Cour d’appel de Versailles, le 31 mars 2025, n°22/04260

La Cour d’appel de Versailles, le 31 mars 2025, statue sur la régularité d’un licenciement pour faute grave. Une salariée contestait le dépassement du délai d’un mois entre l’entretien préalable et la notification. L’employeur avait saisi l’Inspection du travail par précaution, bien que la protection ait expiré. La cour confirme la régularité de la procédure et rejette les demandes indemnitaires.
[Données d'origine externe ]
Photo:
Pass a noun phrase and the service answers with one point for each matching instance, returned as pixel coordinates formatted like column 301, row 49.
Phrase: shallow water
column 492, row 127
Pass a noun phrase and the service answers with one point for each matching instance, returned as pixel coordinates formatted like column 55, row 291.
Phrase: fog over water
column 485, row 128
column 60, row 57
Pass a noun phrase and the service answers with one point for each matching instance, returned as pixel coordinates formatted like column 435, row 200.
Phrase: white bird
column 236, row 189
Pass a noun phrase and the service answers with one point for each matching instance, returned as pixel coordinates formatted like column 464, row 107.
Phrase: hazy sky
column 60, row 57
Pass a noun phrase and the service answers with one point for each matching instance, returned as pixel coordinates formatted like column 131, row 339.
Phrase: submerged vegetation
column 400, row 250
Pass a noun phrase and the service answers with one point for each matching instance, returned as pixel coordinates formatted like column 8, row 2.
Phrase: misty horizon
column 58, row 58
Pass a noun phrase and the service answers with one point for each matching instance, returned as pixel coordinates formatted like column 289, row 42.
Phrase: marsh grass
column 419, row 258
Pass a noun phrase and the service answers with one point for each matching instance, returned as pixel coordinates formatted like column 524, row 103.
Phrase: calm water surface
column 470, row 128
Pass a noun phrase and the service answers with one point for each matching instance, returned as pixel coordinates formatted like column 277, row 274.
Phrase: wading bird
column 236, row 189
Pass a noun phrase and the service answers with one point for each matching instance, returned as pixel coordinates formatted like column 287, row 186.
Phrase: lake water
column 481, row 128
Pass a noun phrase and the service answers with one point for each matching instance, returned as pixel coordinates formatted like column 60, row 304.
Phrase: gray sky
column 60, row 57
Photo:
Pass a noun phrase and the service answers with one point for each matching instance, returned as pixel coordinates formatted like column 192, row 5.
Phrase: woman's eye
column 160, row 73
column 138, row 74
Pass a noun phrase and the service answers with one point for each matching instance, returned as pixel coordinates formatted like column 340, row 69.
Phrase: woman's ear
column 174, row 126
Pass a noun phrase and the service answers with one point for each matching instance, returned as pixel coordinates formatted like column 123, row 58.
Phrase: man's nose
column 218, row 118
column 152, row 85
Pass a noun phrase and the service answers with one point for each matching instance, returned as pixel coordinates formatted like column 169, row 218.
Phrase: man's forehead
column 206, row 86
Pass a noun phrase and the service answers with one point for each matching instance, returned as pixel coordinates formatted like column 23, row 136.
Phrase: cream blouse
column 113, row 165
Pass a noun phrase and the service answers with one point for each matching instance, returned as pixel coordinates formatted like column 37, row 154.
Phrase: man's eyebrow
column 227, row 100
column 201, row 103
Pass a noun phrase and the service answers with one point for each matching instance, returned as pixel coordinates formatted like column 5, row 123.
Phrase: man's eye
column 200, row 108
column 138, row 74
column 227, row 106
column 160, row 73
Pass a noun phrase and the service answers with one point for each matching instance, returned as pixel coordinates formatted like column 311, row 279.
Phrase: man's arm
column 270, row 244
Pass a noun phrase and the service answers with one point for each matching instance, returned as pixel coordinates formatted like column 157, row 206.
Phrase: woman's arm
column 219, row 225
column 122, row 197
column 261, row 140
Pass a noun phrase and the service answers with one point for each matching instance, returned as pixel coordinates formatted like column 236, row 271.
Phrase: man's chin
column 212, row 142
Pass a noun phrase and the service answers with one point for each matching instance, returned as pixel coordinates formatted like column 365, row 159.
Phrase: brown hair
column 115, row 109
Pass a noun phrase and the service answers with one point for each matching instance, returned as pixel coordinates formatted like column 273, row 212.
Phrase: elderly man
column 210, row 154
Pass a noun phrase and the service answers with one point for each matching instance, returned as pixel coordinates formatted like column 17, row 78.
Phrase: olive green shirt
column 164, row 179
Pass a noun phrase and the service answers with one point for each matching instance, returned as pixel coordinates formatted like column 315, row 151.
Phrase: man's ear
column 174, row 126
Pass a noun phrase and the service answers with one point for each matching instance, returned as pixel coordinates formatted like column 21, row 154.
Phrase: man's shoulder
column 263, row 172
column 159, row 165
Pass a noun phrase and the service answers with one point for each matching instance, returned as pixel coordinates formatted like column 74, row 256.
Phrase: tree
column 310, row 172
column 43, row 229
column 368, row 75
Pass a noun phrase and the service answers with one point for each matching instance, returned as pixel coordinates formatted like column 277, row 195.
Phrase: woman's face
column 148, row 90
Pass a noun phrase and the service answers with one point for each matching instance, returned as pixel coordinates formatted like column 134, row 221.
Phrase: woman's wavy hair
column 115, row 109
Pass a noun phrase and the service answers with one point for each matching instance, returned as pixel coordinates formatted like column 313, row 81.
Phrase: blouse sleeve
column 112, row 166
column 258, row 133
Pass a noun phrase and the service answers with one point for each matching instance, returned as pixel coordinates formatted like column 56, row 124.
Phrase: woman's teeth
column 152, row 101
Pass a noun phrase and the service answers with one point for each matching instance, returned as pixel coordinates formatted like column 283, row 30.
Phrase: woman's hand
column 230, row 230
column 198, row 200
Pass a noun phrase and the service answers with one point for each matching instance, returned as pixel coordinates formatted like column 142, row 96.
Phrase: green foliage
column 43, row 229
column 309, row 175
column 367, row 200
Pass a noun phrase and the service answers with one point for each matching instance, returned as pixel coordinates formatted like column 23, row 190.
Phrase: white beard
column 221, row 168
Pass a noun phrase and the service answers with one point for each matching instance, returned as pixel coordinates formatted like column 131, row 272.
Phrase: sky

Le délai de notification face au doute

Le point de départ du délai peut être reporté. La salariée soutenait que le délai d’un mois entre l’entretien et la notification était dépassé. Elle arguait que la saisine de l’Inspection du travail était injustifiée. L’employeur avait pourtant un doute sur la persistance du mandat syndical. La cour relève l’existence d’un doute raisonnable partagé par les deux parties. Elle estime que ce doute justifiait la démarche préventive de l’employeur. Le report du point de départ est ainsi validé pour sécurité juridique.

La solution consacre une interprétation pragmatique de la procédure. Elle protège l’employeur de bonne foi qui agit par prudence. Le délai court dès la décision de l’administration, même négative. Cette analyse évite de sanctionner une démarche de conformité. Elle assure une sécurité juridique dans l’intérêt commun des parties. La portée est significative pour la gestion des contentieux relatifs aux salariés protégés.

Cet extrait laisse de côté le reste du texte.